In my opinion there is not much use in food being “healthy” if it doesn’t taste good.
I live for food with lots of flavour.
This beautiful keema recipe uses warming spices to add flavour to lamb mince and vegetables. The turmeric and nigella seed potatoes are totally delicious plus turmeric is a pretty decent spice to have more of.
In case you are wondering, this recipe is super easy. Just throw a few things in pans and the job is done.
Ingredients (feeds 2 plus there will be a little bit left over for lunch)
For the keema:
400g organic lamb mince
1 tin of chopped tomatoes
1 onion, finely chopped
2 cloves of garlic, crushed
1 bunch of coriander, leaves picked off and stalks finely chopped
1” piece of ginger, peeled & grated
1 green chilli, finely chopped (remove seeds for milder flavour)
2 tablespoons of garam masala
100g each of spinach and green beans
sea salt and black pepper to season
For the potatoes
500g baby new potatoes, sliced in half
1 clove of garlic, crushed
1 teaspoon each of turmeric and black onion seeds (also known as nigella seeds)
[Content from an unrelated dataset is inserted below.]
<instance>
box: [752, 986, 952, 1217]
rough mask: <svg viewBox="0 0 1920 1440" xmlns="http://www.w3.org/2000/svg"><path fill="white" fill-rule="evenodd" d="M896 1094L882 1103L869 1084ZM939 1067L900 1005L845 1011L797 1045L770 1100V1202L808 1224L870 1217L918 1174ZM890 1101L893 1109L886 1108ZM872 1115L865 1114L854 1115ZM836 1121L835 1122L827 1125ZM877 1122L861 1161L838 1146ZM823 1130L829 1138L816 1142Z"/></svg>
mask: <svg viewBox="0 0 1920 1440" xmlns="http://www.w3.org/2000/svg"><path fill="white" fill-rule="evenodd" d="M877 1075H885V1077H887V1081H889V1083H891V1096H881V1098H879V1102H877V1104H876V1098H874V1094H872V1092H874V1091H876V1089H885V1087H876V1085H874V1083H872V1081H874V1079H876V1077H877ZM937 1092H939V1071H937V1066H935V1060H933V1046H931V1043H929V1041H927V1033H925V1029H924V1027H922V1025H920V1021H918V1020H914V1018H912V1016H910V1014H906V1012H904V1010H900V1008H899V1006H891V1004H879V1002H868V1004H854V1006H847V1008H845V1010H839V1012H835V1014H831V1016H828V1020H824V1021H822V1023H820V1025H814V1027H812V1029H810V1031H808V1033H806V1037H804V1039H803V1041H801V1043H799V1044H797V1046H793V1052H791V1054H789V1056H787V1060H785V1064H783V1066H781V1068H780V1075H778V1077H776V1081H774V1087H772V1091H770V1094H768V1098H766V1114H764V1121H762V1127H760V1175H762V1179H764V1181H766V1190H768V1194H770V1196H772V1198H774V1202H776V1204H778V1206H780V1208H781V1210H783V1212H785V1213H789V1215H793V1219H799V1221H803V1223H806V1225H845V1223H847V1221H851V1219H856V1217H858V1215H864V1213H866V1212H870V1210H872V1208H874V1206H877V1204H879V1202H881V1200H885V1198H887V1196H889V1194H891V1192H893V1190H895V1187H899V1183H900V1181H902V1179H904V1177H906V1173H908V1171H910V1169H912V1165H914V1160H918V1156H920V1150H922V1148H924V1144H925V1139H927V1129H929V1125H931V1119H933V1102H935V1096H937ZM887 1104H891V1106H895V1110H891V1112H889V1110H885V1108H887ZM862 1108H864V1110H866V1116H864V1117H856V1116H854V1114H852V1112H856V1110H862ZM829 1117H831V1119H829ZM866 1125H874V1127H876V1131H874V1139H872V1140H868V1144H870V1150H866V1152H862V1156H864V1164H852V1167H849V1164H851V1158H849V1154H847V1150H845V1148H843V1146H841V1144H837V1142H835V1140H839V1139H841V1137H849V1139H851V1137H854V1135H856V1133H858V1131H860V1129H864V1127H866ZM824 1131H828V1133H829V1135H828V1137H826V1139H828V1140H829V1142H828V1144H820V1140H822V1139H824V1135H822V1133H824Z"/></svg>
1 tablespoon of rapeseed oil
sea salt and black pepper
Put the halved potatoes in a saucepan, cover with cold water and bring to the boil. Turn the heat down to medium and simmer for 10-15 minutes until tender. Drain and set aside.
Whilst the potatoes are cooking, put a frying pan on a high heat. Add the lamb mince and onions straight away and cook until the mince has browned (5-10 minutes). No oil is required for this as the lamb mince contains enough fat.
Take the pan off the heat, tip the pan to one side, push the onion and lamb mixture to the upper part of the pan and spoon off any excess fat that collects at the bottom. This step is optional.
Put the pan back on the hob, turn the heat down to medium and start adding the spices: 2 crushed garlic cloves, the chopped coriander stalks (you can replace this with a teaspoon of ground coriander for a quicker option), the grated ginger, the chilli, the garam masala and season well with sea salt and black pepper.
Cook for a couple of minutes to allow the flavours to intensify.
Add the chopped tomato, season again and cook for another couple of minutes.
Now stir in the beans and spinach and cook for 5 minutes until the green beans are tender. Taste and season again if necessary.
Put another frying pan on a medium heat. Add the tablespoon of rapeseed oil, the crushed clove of garlic and teaspoon of black onion seeds. Cook for a minute then stir in the potatoes and turmeric. Season well with sea salt and black pepper, stir and cook for a couple of minutes more.
To serve, divide the keema and potatoes between two bowls, reserving some for lunch if you’d like.
Top with plenty of fresh coriander leaves.